Processing large lookup tables
This article shows a specific use case and discusses a way to handle the problem in Talend Studio.
In this scenario, you have a source table with hundreds of millions of records in the table, and this input data is used to look up data from a table which also has hundreds of millions of records in a different database. The source data combined with the lookup data will be inserted or updated into a target table.
- The source table and the lookup table have a common column that can be used in the join condition.
- Source and lookup tables are in different RDBM systems.
You have a simple job which reads source data from the cust table and looks up the CUST_LOCATIONS table using the location_id column. This is being done in tMap.
If you run this job, it runs out of memory while trying to load the whole lookup data (70 million rows) into memory. This job works for small loads, but if you have hundreds of millions of records in the source table and the lookup table, it is very inefficient.

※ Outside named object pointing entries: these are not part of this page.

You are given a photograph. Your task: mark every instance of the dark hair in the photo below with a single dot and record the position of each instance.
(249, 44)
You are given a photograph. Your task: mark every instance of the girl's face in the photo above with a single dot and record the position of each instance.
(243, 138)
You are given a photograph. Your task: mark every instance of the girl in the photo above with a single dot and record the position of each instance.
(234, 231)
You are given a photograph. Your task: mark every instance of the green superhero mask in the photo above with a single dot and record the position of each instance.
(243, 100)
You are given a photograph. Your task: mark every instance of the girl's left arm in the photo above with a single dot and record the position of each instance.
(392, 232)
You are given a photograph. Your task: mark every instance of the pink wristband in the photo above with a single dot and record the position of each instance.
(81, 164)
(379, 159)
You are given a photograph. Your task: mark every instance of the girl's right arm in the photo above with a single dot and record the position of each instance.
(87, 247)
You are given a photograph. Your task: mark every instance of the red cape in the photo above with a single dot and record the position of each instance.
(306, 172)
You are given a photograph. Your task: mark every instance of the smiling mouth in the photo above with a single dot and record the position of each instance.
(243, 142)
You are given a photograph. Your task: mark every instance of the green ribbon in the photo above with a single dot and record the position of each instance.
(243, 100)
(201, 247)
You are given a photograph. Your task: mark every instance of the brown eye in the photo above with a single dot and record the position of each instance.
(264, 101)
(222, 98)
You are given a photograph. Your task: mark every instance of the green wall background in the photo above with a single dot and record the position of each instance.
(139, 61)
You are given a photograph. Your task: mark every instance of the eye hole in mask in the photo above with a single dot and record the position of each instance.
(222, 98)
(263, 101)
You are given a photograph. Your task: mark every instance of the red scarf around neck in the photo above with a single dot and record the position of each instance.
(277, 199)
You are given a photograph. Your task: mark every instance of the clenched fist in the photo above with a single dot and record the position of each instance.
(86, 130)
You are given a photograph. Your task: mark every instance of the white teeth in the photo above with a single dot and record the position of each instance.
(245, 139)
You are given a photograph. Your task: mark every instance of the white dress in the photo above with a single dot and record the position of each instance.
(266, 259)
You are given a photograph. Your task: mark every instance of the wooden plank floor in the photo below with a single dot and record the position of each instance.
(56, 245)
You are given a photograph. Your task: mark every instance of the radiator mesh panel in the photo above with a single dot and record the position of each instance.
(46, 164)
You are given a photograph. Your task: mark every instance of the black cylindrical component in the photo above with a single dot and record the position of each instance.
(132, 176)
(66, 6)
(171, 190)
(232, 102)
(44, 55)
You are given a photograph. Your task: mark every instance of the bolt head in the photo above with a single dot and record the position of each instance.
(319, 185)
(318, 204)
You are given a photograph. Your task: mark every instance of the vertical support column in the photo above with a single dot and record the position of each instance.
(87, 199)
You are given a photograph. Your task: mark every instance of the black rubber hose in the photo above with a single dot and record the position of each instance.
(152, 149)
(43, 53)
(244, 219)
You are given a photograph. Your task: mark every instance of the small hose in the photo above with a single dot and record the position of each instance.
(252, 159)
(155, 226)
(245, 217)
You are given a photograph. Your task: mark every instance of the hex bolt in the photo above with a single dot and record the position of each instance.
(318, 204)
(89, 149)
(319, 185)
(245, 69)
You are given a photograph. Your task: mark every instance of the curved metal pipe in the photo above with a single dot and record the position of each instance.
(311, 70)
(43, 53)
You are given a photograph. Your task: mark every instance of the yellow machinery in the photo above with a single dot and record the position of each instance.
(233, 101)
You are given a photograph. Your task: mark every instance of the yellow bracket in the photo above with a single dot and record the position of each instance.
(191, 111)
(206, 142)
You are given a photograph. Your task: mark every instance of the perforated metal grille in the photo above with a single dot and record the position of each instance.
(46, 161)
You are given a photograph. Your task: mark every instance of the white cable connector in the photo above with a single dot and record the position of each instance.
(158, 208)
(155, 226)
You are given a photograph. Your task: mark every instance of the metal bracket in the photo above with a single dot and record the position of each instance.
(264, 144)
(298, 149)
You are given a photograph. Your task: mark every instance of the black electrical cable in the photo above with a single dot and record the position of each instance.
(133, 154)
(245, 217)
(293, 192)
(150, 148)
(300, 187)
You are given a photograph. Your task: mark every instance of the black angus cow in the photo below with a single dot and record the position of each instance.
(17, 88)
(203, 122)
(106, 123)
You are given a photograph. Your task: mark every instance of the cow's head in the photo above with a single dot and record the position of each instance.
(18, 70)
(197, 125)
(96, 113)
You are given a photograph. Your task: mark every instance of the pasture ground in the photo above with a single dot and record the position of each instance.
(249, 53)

It is recommended to set the Store temp data to true if you have large lookups.
But it is still not enough in this scenario.
Batch processing large lookup tables
This article explains how to use batch processing to handle large lookup tables.
One way to approach this issue is to use a process called Batching. Batching allows a batch of the records to be processed in a single run, which is done iteratively to create more batches and process all the records.
Each iteration will process and extract a fixed number of records from the source and the lookup tables, perform a join and load the target table.
This way you can control the number of records (batchrec variable) that the process holds in the memory.
To do this you can use Context variables, tLoop component, tContextLoad component, tMap and tJava component.
Use context variables to make the job dynamic. Different values
can be used for context variables in different environments such as DEV and PROD. This also
makes the job flexible and it does not need any code changes across environments.
Recnum This variable is used as a starting point of the run. It is set to "1" by default for this job. Batchrec This variable is used as the number of the records that you want the job to process in each iteration. By making this variable dynamic, you can control how many records you want to process for each batch. MAX_CUSTID This variable is used to stop the process after the last iteration, which is after reading the last record. This variable is loaded using the tContextLoad component.
And the SQL run is as follows:
"SELECT 'MAX_CUSTID' as Key, max(id) as Value FROM `customer`.`cust` "
Use the sssql and lsql variables to build the SQL that the tMysqlInput and tMSSqlInput executes on the database. The columns chosen in ssqlCOLUMNS and lsqlCOLUMNS should be the same as the schema defined in the input components.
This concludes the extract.